Dick David
Inducted as a Player in 2010
by Jim Tamagni
Dick David was born lefthanded in Santa Barbara, CA on Feb. 1, 1946. I don’t have a calculator on hand so you will have to do the math yourself. A navy brat, Dick ended up attending school at Alameda High near Oakland. It was here that Dick’s prowess in baseball landed him a scholarship to UC Santa Barbara. Excelling on the college scene, Dick was an all leaguer and eventually inducted in 1968 into UCSB baseball hall of fame. His career batting average of .391 stood among the top 10 highest averages for a UCSB player for over 40 years.
Upon graduation, Dick did a 3 year stint in the Navy aboard a nuclear submarine and, upon leaving the Navy, was drafted in the second round by the Baltimore Orioles. After a year in the minors playing for the Miami Orioles, he decided the money wasn’t going to be there and enrolled in the School of Optometry at Cal Berkeley from 1971-1975. Starting an optometry business in Palo Alto soon thereafter and living in Santa Cruz, Dick met John VanEvery where he was introduced to handball.
Being a competitive baseball player fit right in to the skills needed to play handball. His pinpoint shooting and then famous hooking serve made up the foundation of his game. None of this mirrored over to his right hand, though. Playing doubles early in his career honed his game and helped make up for endurance required to play singles.

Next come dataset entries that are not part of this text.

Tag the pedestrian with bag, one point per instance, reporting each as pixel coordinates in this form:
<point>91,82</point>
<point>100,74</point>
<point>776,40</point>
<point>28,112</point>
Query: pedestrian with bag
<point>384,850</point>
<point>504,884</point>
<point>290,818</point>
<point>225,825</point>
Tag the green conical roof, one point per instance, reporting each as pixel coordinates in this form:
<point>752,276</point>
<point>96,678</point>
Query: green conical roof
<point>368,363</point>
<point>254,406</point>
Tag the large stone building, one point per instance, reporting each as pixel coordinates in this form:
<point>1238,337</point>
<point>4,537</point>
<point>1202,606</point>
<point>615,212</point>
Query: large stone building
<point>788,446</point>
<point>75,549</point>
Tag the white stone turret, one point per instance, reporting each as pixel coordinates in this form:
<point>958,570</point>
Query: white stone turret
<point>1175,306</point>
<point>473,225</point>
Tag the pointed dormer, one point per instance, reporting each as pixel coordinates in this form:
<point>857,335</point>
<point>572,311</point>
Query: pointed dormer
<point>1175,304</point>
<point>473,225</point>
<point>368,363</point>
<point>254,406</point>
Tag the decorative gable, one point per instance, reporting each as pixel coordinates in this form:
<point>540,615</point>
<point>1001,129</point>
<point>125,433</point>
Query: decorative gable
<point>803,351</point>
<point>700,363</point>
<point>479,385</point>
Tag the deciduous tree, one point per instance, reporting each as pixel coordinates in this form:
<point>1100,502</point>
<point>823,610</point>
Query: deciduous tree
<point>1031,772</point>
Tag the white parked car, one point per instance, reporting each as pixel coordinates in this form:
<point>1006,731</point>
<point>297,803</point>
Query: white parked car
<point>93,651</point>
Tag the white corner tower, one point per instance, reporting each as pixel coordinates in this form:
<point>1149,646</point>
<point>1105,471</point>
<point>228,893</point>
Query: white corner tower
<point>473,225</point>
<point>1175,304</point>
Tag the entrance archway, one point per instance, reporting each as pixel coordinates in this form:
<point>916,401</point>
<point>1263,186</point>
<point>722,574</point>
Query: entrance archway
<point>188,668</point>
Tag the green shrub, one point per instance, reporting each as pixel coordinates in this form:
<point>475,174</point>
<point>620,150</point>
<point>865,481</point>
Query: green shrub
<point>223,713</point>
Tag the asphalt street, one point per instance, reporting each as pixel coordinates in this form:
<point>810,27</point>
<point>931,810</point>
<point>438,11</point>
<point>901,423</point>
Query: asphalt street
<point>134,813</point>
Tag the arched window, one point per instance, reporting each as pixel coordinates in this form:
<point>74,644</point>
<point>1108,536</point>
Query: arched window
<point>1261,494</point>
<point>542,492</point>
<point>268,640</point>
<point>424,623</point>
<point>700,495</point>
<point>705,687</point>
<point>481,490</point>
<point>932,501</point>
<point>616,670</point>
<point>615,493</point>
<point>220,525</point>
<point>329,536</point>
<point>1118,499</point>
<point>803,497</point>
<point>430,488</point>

One of his early partners, Gary Pezzi, didn’t help a lot but they did get a big win over the Capell brothers prompting Dick to specialize in doubles. The first step was to get rid of Pezzi and pickup myself, Ron Cole and Mike Meltzer as his regular partners.
Meltzer and David won five age groups titles in 3 and 4 wall. Their biggest win by far was in the finals in Toledo in 40 doubles against George Miller and Jay Dillon. This team had never lost a game in their 3¬wall dominance in prior years but found themselves in a tiebreaker. Suddenly down 8-0 in that game, Dick found his serve and Meltzer his drop shot and they ran out to an 11-9 national championship win.
Ron Cole also played with Dick primarily in the YMCA National Championships. They managed to win two YMCA titles and were in the finals a number of times also.
Of course, it is hard to talk about Dick without talking about myself. During our open years Dick and I had to form our own brand of doubles to make up for the fact that we were both lefthanded and had a huge weakness on our right sides. After a lot of brainstorming we came up with an X formation that we thought could work. After our first tournament and a pounding by Vandenboss and Barnett we decided that was not going to work, so we devised our now famous I formation. Utilizing my speed , quick hands and lack of killshot with Dick's giant 2 way hooking server and backwall shooting, we minimized our weakness and maximized our strengths. The results were amazing. In 1986 we won every local tournament we played in including the regionals where we beat Christian and Connors in the finals to win the free ride to the nationals. Over this period we honed our minimal talents through the use of hand signals and refinements to the I formation. Dick’s powerful serve combined with my high underhand lob, aptly named the Mirage serve by Dick, had us moving and serving at different speeds and paces on every shot. It took players over a year to figure out we were both lefthanded and how to get the ball to the other side. Dick, deciding we needed a little more energy, came up with his bug juice concoction.
Basically, it was regular water mixed with juice. Little did Dick know that the last thing I needed was sugar in my system. My problem was slowing down not speeding up. All in all it turned out nicely for us. Our best finish in the 4-wall nationals was a quarter final appearance where we narrowly lost to Paraedes and Haynes 21-19, 21-20 on a disputed call and in our first 35 doubles nationals in Jacksonville, Fla. We won outright, beating Don Robinson, current ½ of the reigning Open Doubles National champions. Dick's serve was so elusive in our 11-1 tiebreaker win that they remarked afterward how great my serve was when Dick had served 11 straight points. They probably don’t know to this day that we were both left handed.
We proved that you could take a couple of average players, disguise our weakness, throw in a few trick plays, use some hand signals and drink bug juice and make doubles an art. We had wins over the likes of Christian, Connors, Kendler, the Dunnes, David Wyrsch, John Bike, Fred Munsch, the Chaparros, Lennart Delatore, Glen Carden, Larry Morefield, Fred Bancalari, Bowen, all the MacDonalds, Salo, Goffstein just to name a few. This is what the hall of fame is all about. Players improving, honing and excelling in the game they love until they are the best they can be. Dick, welcome to the hall of fame. You earned it literally.